Cuando en 1914 el colombiano Guillermo Valencia traduce para su segunda edición de Ritos el poema «La mosca azul» del brasileño Joaquim Maria Machado de Assis (1839-1908) junto a un soneto de la Vía Lactea del poeta parnasiano Olavo Bilac (1865-1918) está situando a la literatura brasileña en un estatuto de paridad e importancia comparable no solo a la portuguesa, de la que traduce, en el mismo libro, un soneto de tema bíblico de Luis de Camoens y algunos poemas del simbolista Eugenio de Castro (1869-1944) sino a los nombres más sobresalientes de la modernidad. Baudelaire, Mallarmé, Verlaine, Wilde, Hofmansthal, Stefan George, Peter Altemberg son varios de los autores seleccionados para sus versiones, hechas con gran libertad y al mismo tiempo con sumo cuidado, evidencias sin duda de sus preferencias literarias pero también de un oído atento a los valores más destacados de su tiempo.

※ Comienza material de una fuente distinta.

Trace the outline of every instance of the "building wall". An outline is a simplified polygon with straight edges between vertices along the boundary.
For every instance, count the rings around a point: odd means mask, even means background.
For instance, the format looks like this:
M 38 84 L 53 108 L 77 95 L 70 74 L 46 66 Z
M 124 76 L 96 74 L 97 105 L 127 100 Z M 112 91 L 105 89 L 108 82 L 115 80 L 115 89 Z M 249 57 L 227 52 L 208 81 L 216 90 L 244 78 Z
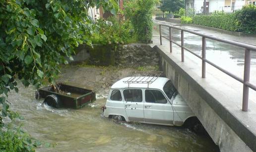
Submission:
M 93 20 L 95 20 L 100 18 L 99 9 L 97 9 L 96 7 L 89 8 L 88 14 Z
M 256 0 L 207 0 L 209 2 L 209 13 L 214 12 L 215 11 L 225 12 L 232 12 L 234 10 L 240 9 L 243 6 L 250 2 L 253 3 Z M 191 8 L 191 3 L 193 3 L 193 8 L 195 13 L 201 13 L 203 6 L 203 0 L 186 0 L 186 9 Z M 232 2 L 234 2 L 234 8 L 232 8 Z M 189 6 L 188 3 L 190 4 Z

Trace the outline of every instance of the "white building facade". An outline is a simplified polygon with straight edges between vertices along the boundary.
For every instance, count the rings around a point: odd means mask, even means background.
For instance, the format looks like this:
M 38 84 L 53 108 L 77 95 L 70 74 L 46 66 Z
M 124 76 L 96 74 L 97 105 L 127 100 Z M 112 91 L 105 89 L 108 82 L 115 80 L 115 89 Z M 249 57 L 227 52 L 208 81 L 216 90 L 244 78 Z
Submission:
M 206 0 L 206 13 L 215 11 L 233 12 L 241 9 L 243 6 L 256 4 L 256 0 Z M 203 10 L 203 0 L 185 0 L 186 10 L 193 9 L 195 14 L 202 13 Z

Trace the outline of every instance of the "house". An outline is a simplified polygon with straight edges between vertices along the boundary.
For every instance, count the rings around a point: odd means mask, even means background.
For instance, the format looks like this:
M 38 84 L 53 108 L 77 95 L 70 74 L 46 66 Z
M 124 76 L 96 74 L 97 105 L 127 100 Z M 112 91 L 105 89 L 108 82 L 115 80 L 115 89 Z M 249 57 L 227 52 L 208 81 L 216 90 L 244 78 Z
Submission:
M 206 0 L 206 12 L 215 11 L 233 12 L 241 9 L 248 4 L 255 4 L 256 0 Z M 203 0 L 185 0 L 185 9 L 192 10 L 194 14 L 202 13 L 203 11 Z
M 124 1 L 123 0 L 119 0 L 119 8 L 121 10 L 124 9 Z M 88 14 L 92 19 L 96 20 L 99 18 L 107 18 L 109 16 L 113 16 L 113 14 L 110 11 L 104 11 L 102 7 L 100 6 L 99 8 L 96 7 L 90 7 L 88 11 Z M 123 17 L 123 15 L 120 13 L 119 14 L 121 17 Z

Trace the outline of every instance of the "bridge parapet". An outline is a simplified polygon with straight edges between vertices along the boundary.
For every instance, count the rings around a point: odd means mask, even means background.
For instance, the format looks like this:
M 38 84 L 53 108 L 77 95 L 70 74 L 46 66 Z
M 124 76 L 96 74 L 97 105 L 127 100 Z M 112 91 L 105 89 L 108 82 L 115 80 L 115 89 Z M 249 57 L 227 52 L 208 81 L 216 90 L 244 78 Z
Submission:
M 159 39 L 154 37 L 153 42 Z M 207 66 L 207 77 L 202 79 L 202 61 L 191 55 L 182 62 L 181 48 L 172 46 L 170 53 L 169 43 L 154 43 L 158 45 L 154 48 L 160 53 L 160 67 L 221 151 L 256 152 L 256 104 L 251 101 L 248 112 L 241 110 L 241 92 L 228 84 L 239 82 L 214 67 Z

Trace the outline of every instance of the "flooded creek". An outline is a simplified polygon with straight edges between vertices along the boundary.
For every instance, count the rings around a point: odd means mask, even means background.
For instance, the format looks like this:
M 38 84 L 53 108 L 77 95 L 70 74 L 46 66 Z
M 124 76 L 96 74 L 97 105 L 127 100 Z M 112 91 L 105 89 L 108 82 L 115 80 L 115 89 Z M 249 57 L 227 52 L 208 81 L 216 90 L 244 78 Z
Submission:
M 116 123 L 105 118 L 100 109 L 104 98 L 78 109 L 57 109 L 43 104 L 42 99 L 36 100 L 33 87 L 25 88 L 20 83 L 18 87 L 19 93 L 11 92 L 8 99 L 11 109 L 24 117 L 19 120 L 23 128 L 33 138 L 55 145 L 38 152 L 218 151 L 209 137 L 187 128 Z

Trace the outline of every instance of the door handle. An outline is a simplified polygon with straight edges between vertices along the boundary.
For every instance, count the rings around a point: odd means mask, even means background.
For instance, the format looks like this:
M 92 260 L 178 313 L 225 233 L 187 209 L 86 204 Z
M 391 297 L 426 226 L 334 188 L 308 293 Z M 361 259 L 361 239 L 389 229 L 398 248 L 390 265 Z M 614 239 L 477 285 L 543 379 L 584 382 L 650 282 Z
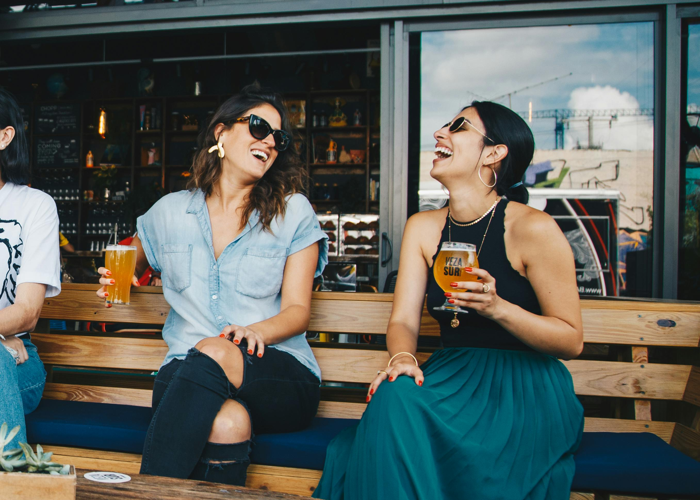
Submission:
M 386 250 L 387 246 L 388 247 L 388 254 L 387 255 Z M 388 236 L 386 232 L 382 233 L 382 267 L 386 268 L 386 264 L 388 261 L 391 260 L 391 256 L 393 255 L 393 245 L 391 244 L 391 240 L 389 239 Z

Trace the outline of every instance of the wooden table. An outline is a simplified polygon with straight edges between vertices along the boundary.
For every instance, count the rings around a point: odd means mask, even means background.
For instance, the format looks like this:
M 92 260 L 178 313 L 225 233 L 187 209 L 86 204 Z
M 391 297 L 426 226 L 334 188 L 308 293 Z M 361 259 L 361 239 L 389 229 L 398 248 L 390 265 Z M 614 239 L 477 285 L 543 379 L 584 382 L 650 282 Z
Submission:
M 76 500 L 267 500 L 307 499 L 308 496 L 253 489 L 189 479 L 130 474 L 132 480 L 115 484 L 95 482 L 83 475 L 90 469 L 76 468 Z

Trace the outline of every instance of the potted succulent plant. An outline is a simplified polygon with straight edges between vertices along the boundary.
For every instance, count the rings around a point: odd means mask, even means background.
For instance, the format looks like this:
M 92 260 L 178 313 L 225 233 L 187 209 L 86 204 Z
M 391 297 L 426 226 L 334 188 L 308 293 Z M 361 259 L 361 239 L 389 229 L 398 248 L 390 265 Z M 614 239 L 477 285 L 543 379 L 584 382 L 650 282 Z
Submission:
M 34 452 L 26 443 L 21 447 L 6 451 L 5 445 L 20 431 L 20 426 L 7 431 L 7 423 L 0 426 L 0 492 L 2 498 L 29 500 L 75 500 L 76 469 L 72 465 L 51 461 L 50 452 L 41 445 Z

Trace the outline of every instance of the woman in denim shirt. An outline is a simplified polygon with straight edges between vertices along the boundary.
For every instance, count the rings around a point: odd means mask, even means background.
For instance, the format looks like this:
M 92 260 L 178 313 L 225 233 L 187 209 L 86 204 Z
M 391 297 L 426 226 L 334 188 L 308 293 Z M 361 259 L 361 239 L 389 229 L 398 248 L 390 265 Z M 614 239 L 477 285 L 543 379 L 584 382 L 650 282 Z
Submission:
M 316 415 L 321 373 L 304 333 L 328 243 L 290 130 L 279 95 L 243 89 L 200 134 L 191 189 L 138 219 L 137 272 L 161 272 L 172 307 L 141 473 L 244 485 L 253 433 L 300 430 Z

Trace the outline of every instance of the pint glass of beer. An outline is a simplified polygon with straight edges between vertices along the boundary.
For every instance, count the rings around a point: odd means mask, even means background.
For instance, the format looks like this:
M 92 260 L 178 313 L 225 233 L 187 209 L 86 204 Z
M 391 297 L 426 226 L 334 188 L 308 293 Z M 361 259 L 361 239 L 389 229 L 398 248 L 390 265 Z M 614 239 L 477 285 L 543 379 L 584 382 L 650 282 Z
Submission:
M 107 245 L 104 267 L 112 272 L 113 285 L 107 286 L 108 304 L 128 304 L 132 277 L 136 270 L 136 246 Z
M 433 275 L 440 287 L 446 292 L 465 292 L 464 289 L 453 289 L 449 286 L 454 282 L 475 282 L 478 278 L 468 275 L 464 268 L 478 268 L 477 247 L 470 243 L 458 242 L 443 242 L 440 253 L 433 264 Z M 433 307 L 436 311 L 451 311 L 452 312 L 469 312 L 468 310 L 450 304 L 446 298 L 444 303 L 439 307 Z

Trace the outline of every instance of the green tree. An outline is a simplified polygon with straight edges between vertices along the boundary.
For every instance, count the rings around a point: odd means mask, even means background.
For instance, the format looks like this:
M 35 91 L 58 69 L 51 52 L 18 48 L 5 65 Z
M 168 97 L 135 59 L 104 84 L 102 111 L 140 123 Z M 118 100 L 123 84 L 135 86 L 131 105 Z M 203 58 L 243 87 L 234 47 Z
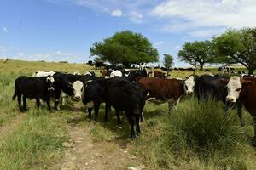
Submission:
M 223 62 L 240 63 L 253 74 L 256 69 L 256 28 L 229 30 L 213 38 Z
M 170 55 L 168 54 L 164 54 L 163 65 L 167 69 L 167 76 L 169 75 L 169 71 L 171 67 L 173 65 L 173 60 L 174 59 L 172 55 Z
M 117 63 L 138 64 L 155 62 L 159 54 L 148 38 L 130 31 L 116 32 L 103 42 L 95 42 L 90 48 L 96 60 Z
M 208 40 L 186 42 L 179 50 L 178 58 L 202 71 L 206 63 L 213 62 L 213 51 L 212 42 Z

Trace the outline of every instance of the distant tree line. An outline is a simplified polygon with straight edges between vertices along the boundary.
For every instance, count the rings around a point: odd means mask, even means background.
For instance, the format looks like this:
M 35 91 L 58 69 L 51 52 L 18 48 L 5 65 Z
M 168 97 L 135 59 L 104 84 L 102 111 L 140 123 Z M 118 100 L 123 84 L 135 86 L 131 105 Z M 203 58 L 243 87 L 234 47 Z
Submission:
M 206 64 L 241 64 L 253 74 L 256 69 L 256 28 L 228 30 L 206 41 L 186 42 L 180 60 L 203 70 Z

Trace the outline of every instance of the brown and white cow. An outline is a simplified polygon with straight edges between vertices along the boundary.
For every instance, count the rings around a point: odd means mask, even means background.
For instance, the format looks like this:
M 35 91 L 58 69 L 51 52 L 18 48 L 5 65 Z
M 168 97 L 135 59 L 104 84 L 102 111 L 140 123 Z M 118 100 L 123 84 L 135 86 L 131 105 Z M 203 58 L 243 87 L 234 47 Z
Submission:
M 256 78 L 240 78 L 232 76 L 230 80 L 221 79 L 221 82 L 227 85 L 228 102 L 236 103 L 238 99 L 242 103 L 246 110 L 253 117 L 254 137 L 253 144 L 256 144 Z
M 166 73 L 160 71 L 154 71 L 154 77 L 166 78 Z
M 183 82 L 177 79 L 161 79 L 138 76 L 136 82 L 145 90 L 148 90 L 148 101 L 155 104 L 168 102 L 169 111 L 178 104 L 180 98 L 185 94 Z

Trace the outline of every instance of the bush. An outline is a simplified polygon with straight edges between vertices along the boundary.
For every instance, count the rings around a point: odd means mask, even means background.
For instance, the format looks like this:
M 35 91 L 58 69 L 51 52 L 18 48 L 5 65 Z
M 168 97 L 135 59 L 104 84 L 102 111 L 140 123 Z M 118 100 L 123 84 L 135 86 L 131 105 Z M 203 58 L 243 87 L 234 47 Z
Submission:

La elección de Machado de Assis no hace sino anunciar, en fecha temprana, la importancia de la escritura del autor brasileño, pues si importante fue su poesía (el poema elegido pertenece a su libro Ocidentais, 1901) más aún lo fue su prosa. Con él se produce el tránsito a la edad moderna, el despegue de la prosa. Una literatura, la brasileña, que se remonta a la carta escrita por Pero Vaz de Caminha, letrado portugués, fechada 1 de mayo del 1500, y dirigida a su rey, en la que se expresa en términos familiares a los primeros descubridores españoles (Colón, entre otros): «Esta tierra, señor, es por todas partes playa llana y muy hermosa. De tal manera es graciosa que, queriéndola aprovechar, todo se dará en ella». Quinientos años han pasado desde aquel bautismo literario, pero no me trae aquí el quinto centenario del descubrimiento sino el centenario de una novela de Machado de Assis (Don Casmurro). Con este escritor se abrieron las puertas de la literatura brasileña al siglo XX, una literatura que ha estado marcada por tres elementos, el medio, la raza y las corrientes extranjeras, si hemos de hacer caso a los estudiosos de la misma.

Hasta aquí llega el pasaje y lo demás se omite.